⒊就自訴意旨㈠⒊部分,被告黃傑齊於直播節目就此部分所為之
言論,有相關譯文、截圖照片存卷可查,並有原審之勘驗筆錄存卷可憑(見原審卷一第75至76、350頁)。由卷附該直播節目截圖之背景螢幕乃係自訴人之臉書個人頁面於110年3月15日之貼文一情,堪認被告黃傑齊係針對自訴人前開對於鑑定所如何進行鑑價之意見進行評論及回應。
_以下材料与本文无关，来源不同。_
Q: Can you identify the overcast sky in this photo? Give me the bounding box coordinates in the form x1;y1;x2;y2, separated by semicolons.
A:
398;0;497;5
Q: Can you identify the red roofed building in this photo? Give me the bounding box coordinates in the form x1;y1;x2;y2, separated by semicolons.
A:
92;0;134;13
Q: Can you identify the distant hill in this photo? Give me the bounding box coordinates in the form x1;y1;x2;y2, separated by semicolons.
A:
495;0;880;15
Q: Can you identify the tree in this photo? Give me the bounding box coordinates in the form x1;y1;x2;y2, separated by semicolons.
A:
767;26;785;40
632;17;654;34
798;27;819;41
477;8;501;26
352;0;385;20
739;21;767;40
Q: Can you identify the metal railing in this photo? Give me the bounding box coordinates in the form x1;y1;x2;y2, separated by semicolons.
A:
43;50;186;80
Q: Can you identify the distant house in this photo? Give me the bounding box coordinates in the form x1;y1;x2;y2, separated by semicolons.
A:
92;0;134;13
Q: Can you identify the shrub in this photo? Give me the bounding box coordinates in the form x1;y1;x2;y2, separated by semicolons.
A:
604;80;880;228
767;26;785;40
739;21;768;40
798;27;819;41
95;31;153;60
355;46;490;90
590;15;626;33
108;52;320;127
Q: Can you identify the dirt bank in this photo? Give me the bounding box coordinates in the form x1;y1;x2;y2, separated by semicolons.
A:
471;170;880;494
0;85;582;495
再觀諸自訴人提出標題為「寶石界『花輪哥』被爆收4千7鑑價費沒發票 澄清:漏開了」之新聞報導,其內記載「而民眾在取得鑑價書與鑑定書後,為了查證其公信力,透過『翡翠玉石消費者保護協會』向銀樓公會、珠寶公會、當鋪公會等查證,結果讓她傻眼,因為根本不被該些公會承認,保護會的回函,甚至還寫著『本會不予認同此鑑價單位』,且表示鑑定單位按理不應開立鑑價證書」等語(見原審卷一第143至145頁),足徵珠寶玉石鑑定業界確實有見解認為鑑定單位不應進行鑑價行為,且否定被告黃傑齊經營之鑑定所出具之鑑價書之公信力;復參以自訴人與林嵩山、林千田、夏瑋等人曾因在臉書撰寫或轉貼質疑被告黃傑齊之鑑定資格及相關學識經歷、使用之珠寶鑑定方法與基準之評論,經被告黃傑齊提起告訴,經檢察官為不起訴處分,再經再議駁回(見偵字第7970號卷第79至91、93至99頁)等情,則被告黃傑齊主觀上認自訴人亦持鑑定單位不應鑑價之見解,即非毫無所據,自難認被告黃傑齊有誹謗、妨害信用之犯意。況且,黃傑齊就此部分發表之言論,無非是就鑑定所能否鑑價一事表達意見,尚難認有何貶損自訴人名譽之處。從而,就此部分自無從對被告黃傑齊遽以誹謗、妨害信用等罪相繩。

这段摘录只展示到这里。